Mike Patterson has been a solid player on the Eagles' defensive line since 2005. His numbers have decreased in each of the past two seasons, and he hasn't reached three sacks in one seasons since 2007.
He is still a quality player on the line, but that doesn't cut it on Washburn's unit anymore. He won't get released this summer, but he could see a reduction in his role for the 2012 season.
Fletcher Cox and Cullen Jenkins are the best inside pass rushers on the line. They will get plenty of opportunities to make plays on passing downs.
Derek Landri had a knack for getting into the backfield and making plays last season. He had 17 solo tackles and two sacks in 12 games while playing in a reserve role on the rotation.
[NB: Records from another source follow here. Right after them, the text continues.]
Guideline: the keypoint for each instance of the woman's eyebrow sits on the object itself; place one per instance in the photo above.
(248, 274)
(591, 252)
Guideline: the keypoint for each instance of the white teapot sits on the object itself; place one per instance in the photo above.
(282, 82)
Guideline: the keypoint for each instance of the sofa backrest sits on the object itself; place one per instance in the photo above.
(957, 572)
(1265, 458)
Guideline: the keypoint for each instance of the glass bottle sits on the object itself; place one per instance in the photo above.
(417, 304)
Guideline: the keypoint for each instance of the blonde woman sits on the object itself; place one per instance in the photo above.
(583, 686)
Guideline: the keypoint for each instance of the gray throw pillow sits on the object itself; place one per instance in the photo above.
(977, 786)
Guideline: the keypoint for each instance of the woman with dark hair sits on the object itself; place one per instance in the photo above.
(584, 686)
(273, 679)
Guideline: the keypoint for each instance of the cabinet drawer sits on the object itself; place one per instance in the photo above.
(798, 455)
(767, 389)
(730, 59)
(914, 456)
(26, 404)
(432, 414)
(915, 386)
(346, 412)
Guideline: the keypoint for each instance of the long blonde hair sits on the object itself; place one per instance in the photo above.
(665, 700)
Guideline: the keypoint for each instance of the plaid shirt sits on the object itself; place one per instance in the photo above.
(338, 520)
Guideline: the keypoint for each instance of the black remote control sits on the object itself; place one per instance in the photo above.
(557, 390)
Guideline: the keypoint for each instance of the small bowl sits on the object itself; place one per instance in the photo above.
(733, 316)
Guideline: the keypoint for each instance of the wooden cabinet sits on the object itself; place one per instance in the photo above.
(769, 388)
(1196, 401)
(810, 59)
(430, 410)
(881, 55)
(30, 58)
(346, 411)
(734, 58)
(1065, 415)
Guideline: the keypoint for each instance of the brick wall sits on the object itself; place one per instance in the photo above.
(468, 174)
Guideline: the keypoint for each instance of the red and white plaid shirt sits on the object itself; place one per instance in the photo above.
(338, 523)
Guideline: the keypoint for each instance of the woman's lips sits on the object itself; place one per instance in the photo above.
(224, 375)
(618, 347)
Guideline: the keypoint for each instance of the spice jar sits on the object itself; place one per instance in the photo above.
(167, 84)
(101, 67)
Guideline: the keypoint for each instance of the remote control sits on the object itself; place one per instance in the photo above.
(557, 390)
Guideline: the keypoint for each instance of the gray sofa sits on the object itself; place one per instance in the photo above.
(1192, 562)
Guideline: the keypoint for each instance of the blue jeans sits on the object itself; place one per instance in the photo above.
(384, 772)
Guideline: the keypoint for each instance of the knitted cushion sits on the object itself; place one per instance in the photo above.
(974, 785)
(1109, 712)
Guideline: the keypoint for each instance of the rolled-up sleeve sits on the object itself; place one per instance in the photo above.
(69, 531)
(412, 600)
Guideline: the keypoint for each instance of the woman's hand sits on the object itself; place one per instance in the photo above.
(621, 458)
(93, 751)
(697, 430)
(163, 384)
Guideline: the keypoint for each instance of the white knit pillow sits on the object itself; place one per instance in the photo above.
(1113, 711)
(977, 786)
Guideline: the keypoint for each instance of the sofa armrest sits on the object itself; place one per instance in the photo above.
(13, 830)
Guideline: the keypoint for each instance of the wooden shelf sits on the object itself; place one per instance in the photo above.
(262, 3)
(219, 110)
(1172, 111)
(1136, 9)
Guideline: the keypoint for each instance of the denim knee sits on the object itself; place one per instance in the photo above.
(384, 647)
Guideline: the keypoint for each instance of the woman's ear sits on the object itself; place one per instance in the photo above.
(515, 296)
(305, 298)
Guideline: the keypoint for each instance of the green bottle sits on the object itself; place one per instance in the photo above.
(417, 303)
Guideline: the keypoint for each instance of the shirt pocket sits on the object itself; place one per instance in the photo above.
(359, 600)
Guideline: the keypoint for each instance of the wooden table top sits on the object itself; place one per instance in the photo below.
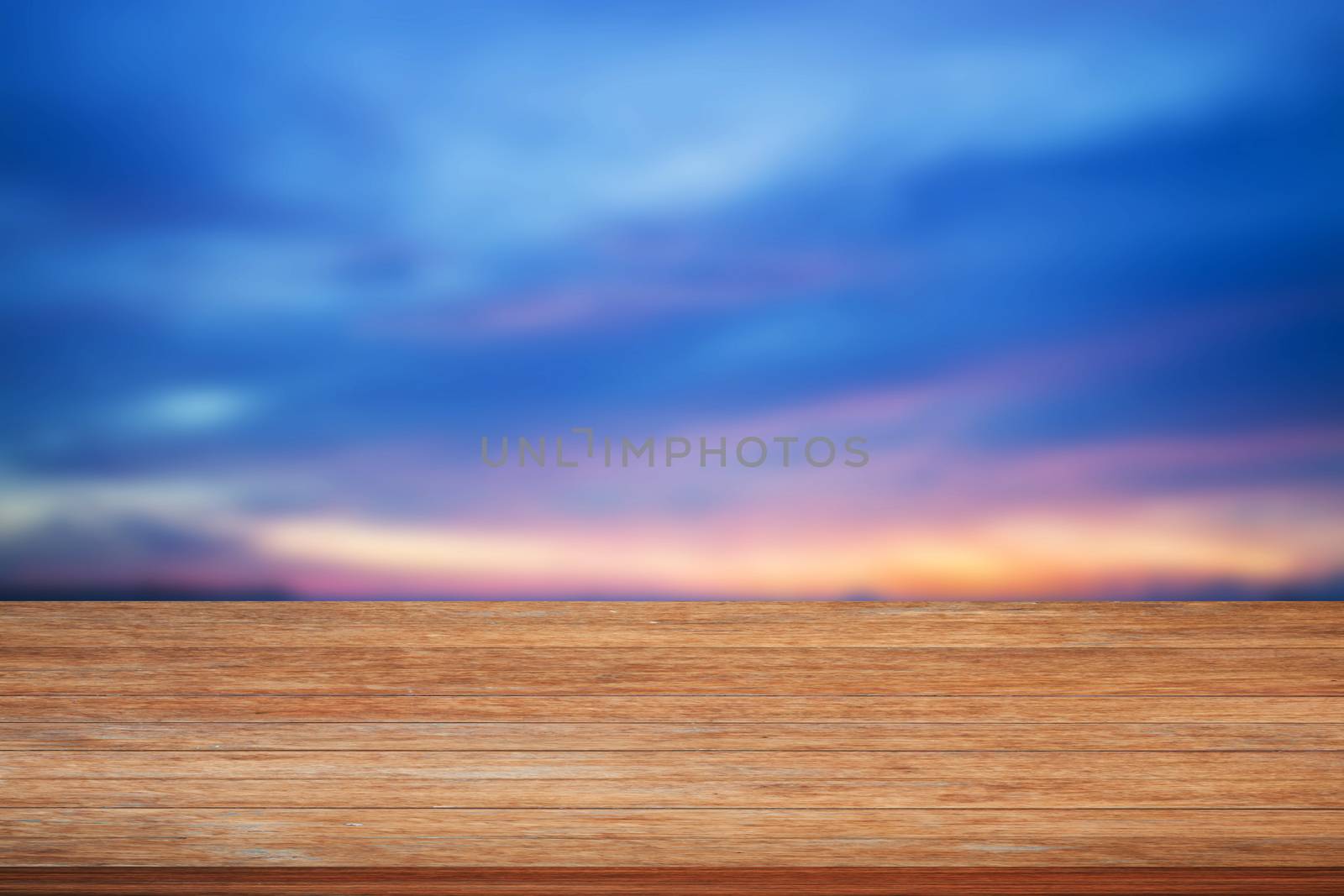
(671, 747)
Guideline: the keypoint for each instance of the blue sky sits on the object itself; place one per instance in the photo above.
(272, 269)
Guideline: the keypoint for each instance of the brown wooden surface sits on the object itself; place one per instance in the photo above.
(889, 743)
(671, 882)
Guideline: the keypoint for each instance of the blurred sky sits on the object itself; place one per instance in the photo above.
(269, 270)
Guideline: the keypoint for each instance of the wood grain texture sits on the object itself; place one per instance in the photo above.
(660, 671)
(671, 882)
(873, 739)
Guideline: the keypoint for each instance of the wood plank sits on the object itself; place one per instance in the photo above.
(640, 671)
(662, 735)
(679, 765)
(938, 792)
(675, 625)
(622, 736)
(658, 708)
(595, 852)
(786, 824)
(674, 882)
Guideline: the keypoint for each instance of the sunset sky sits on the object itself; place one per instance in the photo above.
(270, 270)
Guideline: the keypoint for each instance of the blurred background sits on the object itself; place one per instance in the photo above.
(270, 270)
Antonio Dixon and Cedric Thornton will also figure into the mix in training camp. But, one of these players will miss the 53-man roster.
Both are more of physical, run-stuffers than they are pass rushers. Both could be a major part of the line rotation.
The defensive tackle spot is loaded with talent and versatility.
A veteran player like Mike Patterson won't have his starting spot waiting for him as he recovers from his offseason brain surgery. He has to look great in camp in order to maintain his starting job.